These point pattern analysis techniques were popular before computers were ubiquitous as hand calculations were relatively simple. However, these summary statistics are too concise and hide far more valuable information about the observed pattern.

In the following sections, we introduce density-based methods as a bridge between raw spatial data and more formal modeling of intensity.

## Understanding Intensity and Density in Point Patterns

In point pattern analysis, the terms **intensity** and **density** are closely related but conceptually distinct. Understanding the difference is important when interpreting spatial patterns and building models.

-   **Density** refers to the **observed number of points per unit area** in a dataset. It’s a descriptive statistic--what we actually count from the data. For example, if there are 31 trees in a 100 square meter plot, the density is 0.31 trees per square meter.

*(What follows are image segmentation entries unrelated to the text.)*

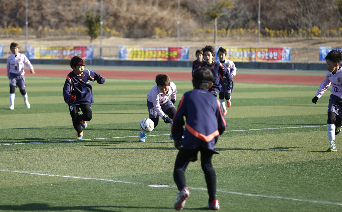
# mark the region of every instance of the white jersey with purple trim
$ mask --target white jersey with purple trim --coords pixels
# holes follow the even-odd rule
[[[24,55],[18,52],[16,56],[15,54],[12,54],[7,58],[7,76],[9,77],[10,73],[23,75],[25,74],[24,64],[29,69],[34,69],[30,61]]]
[[[160,117],[162,117],[165,114],[161,110],[160,104],[165,102],[170,96],[171,96],[171,99],[175,99],[176,93],[177,88],[176,88],[176,85],[172,82],[170,83],[170,86],[169,87],[169,90],[166,94],[163,94],[160,91],[158,86],[156,85],[152,88],[147,94],[147,100],[153,103],[154,108],[158,115]]]
[[[218,62],[221,62],[219,60]],[[235,76],[236,75],[236,67],[235,67],[235,64],[234,62],[232,61],[227,59],[226,58],[224,59],[224,63],[222,63],[222,64],[224,65],[228,68],[229,70],[229,74],[231,75]]]
[[[342,98],[342,69],[341,67],[340,67],[335,74],[332,74],[329,71],[325,74],[325,79],[321,83],[315,96],[318,98],[320,97],[330,85],[332,85],[330,91],[331,94]]]

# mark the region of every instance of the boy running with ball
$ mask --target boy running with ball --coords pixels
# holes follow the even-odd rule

-   **Intensity**, on the other hand, refers to the **underlying rate or likelihood** that a point occurs at a location. It’s a property of the **process** that generated the pattern, not just the pattern itself. Intensity is often denoted by the symbol $\lambda$ and can vary across space. When we estimate intensity from observed data, we use $\widehat{\lambda}$ to indicate that it’s an approximation.

Think of it this way: density is *what we observe*, intensity is *what we infer*. If the intensity is constant across the study area, we say the process is **homogeneous**, if it varies, the process is **inhomogeneous**. We therefore need tools that can model how intensity changes with location or covariates.

## Global density

A basic estimate of a point pattern’s *intensity*, $\widehat{\lambda}$, is its global density--the average number of points per unit area across the entire study region. It is computed as the ratio of the total number of observed points, $n$, to the surface area of the study region, $a$:

$\begin{equation}
\widehat{\lambda} = \frac{n}{a}
\label{eq:global-density}
\end{equation}$

This estimate assumes that the underlying process is homogeneous, meaning the intensity is constant throughout the region.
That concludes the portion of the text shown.